KOLONİ N
ARAS SEDDIGH
In collaboration with
Fateme Frootan & Ali Derya Dostoğlu & Candaş Şişman
Aras Seddigh’in kendi ifade biçimleri ve yöntemlerinin yanı sıra farklı disiplinlerdeki çalışmalarda ortaya çıkan özgün dili araştırdığı deneysel projesi Koloni N, birbirini takiben iki farklı mekânda gerçekleşiyor. Bir bölümü Müze Gazhane - İklim Müzesi’nde 2 Kasım – 30 Kasım 2022 tarihlerinde ziyaret edilebilecek projenin ikinci ayağı ise 11 Kasım – 10 Aralık 2022 tarihleri arasında Galeri Nev İstanbul’da yer alıyor.
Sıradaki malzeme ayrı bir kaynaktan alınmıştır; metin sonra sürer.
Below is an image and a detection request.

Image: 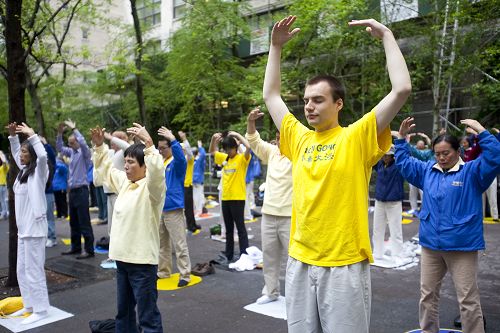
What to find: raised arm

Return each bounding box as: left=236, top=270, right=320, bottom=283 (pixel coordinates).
left=177, top=131, right=194, bottom=161
left=228, top=131, right=252, bottom=160
left=208, top=133, right=222, bottom=154
left=349, top=19, right=411, bottom=134
left=56, top=123, right=72, bottom=157
left=262, top=16, right=300, bottom=130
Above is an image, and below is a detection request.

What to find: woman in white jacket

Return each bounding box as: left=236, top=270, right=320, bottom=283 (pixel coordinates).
left=7, top=122, right=50, bottom=325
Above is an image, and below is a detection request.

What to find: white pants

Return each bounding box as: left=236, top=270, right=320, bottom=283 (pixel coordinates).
left=483, top=177, right=498, bottom=219
left=17, top=237, right=50, bottom=312
left=372, top=200, right=403, bottom=258
left=409, top=184, right=424, bottom=210
left=261, top=214, right=291, bottom=296
left=106, top=193, right=118, bottom=236
left=193, top=184, right=205, bottom=216
left=245, top=180, right=255, bottom=220
left=285, top=257, right=371, bottom=333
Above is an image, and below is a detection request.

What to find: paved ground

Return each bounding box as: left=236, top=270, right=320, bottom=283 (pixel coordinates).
left=0, top=205, right=500, bottom=333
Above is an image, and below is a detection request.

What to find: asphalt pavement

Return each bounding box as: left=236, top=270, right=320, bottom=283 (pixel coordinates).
left=0, top=208, right=500, bottom=333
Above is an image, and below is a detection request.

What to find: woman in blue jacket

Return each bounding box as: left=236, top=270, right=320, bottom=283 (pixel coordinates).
left=395, top=118, right=500, bottom=333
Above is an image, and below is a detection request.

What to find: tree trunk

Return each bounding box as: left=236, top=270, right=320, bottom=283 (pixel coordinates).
left=130, top=0, right=148, bottom=127
left=26, top=71, right=46, bottom=136
left=4, top=0, right=26, bottom=286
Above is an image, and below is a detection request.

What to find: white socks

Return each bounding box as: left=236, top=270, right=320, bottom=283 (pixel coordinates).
left=9, top=308, right=33, bottom=317
left=21, top=311, right=49, bottom=325
left=256, top=295, right=278, bottom=305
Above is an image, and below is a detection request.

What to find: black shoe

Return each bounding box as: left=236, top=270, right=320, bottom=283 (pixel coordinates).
left=177, top=279, right=189, bottom=288
left=76, top=253, right=95, bottom=260
left=61, top=250, right=82, bottom=256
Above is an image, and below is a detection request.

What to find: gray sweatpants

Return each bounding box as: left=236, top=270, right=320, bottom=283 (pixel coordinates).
left=285, top=257, right=371, bottom=333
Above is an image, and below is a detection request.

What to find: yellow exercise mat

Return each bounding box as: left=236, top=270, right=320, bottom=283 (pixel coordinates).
left=61, top=237, right=85, bottom=245
left=483, top=217, right=500, bottom=224
left=156, top=273, right=202, bottom=290
left=401, top=219, right=413, bottom=224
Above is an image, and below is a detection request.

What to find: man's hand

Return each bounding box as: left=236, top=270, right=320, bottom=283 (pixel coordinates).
left=460, top=119, right=486, bottom=134
left=16, top=123, right=35, bottom=137
left=177, top=131, right=187, bottom=141
left=90, top=126, right=106, bottom=147
left=348, top=19, right=392, bottom=38
left=212, top=133, right=222, bottom=143
left=64, top=119, right=76, bottom=130
left=127, top=123, right=153, bottom=148
left=247, top=107, right=264, bottom=121
left=5, top=122, right=17, bottom=136
left=158, top=126, right=175, bottom=142
left=103, top=129, right=113, bottom=141
left=57, top=123, right=66, bottom=135
left=271, top=15, right=300, bottom=47
left=398, top=117, right=415, bottom=139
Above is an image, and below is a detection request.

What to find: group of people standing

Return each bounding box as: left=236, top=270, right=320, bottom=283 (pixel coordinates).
left=1, top=16, right=500, bottom=333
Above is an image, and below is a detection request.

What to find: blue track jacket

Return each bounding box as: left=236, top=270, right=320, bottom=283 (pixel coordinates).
left=395, top=131, right=500, bottom=251
left=163, top=140, right=187, bottom=212
left=373, top=160, right=405, bottom=201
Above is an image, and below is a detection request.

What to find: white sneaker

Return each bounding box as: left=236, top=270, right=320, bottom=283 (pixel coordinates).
left=255, top=295, right=278, bottom=305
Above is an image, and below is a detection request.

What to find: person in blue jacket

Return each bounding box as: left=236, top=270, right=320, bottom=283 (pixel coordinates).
left=372, top=146, right=408, bottom=266
left=193, top=140, right=207, bottom=215
left=395, top=118, right=500, bottom=333
left=157, top=126, right=191, bottom=287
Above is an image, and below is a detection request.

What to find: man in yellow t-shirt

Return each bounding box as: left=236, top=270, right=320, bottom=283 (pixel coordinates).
left=0, top=150, right=9, bottom=220
left=263, top=16, right=411, bottom=333
left=210, top=131, right=250, bottom=263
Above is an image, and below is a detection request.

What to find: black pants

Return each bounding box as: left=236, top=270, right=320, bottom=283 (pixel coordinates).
left=222, top=200, right=248, bottom=260
left=54, top=190, right=68, bottom=217
left=87, top=182, right=97, bottom=207
left=184, top=186, right=197, bottom=232
left=69, top=186, right=94, bottom=254
left=116, top=261, right=163, bottom=333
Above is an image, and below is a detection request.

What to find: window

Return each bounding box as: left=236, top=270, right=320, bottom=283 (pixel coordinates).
left=174, top=0, right=186, bottom=19
left=136, top=0, right=161, bottom=27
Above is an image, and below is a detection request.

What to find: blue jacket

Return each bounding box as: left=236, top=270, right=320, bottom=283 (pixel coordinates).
left=52, top=159, right=68, bottom=191
left=373, top=160, right=405, bottom=201
left=193, top=147, right=207, bottom=184
left=163, top=140, right=187, bottom=212
left=395, top=131, right=500, bottom=251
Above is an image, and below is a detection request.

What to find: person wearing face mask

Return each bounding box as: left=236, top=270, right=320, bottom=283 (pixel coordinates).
left=395, top=118, right=500, bottom=333
left=210, top=131, right=250, bottom=262
left=7, top=122, right=50, bottom=325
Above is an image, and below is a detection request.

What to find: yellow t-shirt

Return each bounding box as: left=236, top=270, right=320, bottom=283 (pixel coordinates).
left=280, top=110, right=391, bottom=267
left=214, top=151, right=250, bottom=201
left=0, top=163, right=9, bottom=186
left=184, top=158, right=194, bottom=187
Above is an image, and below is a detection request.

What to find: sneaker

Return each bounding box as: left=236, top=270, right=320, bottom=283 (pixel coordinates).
left=177, top=279, right=189, bottom=288
left=255, top=295, right=278, bottom=305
Bilim insanı Fateme Frootan’ın alternatif tarım yöntemlerini araştırdığı ve uyguladığı yeni nesil ekim projesiyle Aras Seddigh’in üretim sürecinin kesişmesi sonucunda ortaya çıkan yerleştirme, temellük (appropriation) prensibiyle hareket ederek bilimsel bir veri ve sanat üretimi arasında postmodern bir bağ kuruyor. İklim Müzesi’nde yer alan bu yerleştirmede, safran soğanlarına bir kabin içinde filizlenebilecekleri topraksız ve susuz, alternatif bir alan yaratılıyor ve filizlenme süreci izleyicinin gözlemine sunuluyor. Üretim yöntemini Frootan’ın çalışmasından hareketle ilk kez bir kabin ortamında uygulayan Seddigh’in deneysel projesinin kabin tasarımını ise sanatçıyla birlikte mimar Ali Derya Dostoğlu geliştirdi. Soğanlar için yapay mevsim şartlarını sağlayarak gezici bir ortam olarak tasarlanan bu kabin ortamında raflara yerleştirilen ve ortamdaki nemi içinde tutan ahşap tepsiler, soğanlar için bir çeşit toprak simülasyonu oluşturuyor. Soğanlar kabinin içinde doğal ortamlarından uzaklaştırılarak ve verimliliklerinin arttırıldığı, yeni yapay ortamlarında mevsim şartlarından etkilenmeyecekleri şekilde çevrelerinden izole ediliyor. Böylece yetiştirme sürecinde kullanılan su oranında dikkate değer bir azalma sağlanmasının yanı sıra çok daha küçük bir alanda daha fazla sayıda safran soğanı çiçeklenebilme imkânı buluyor.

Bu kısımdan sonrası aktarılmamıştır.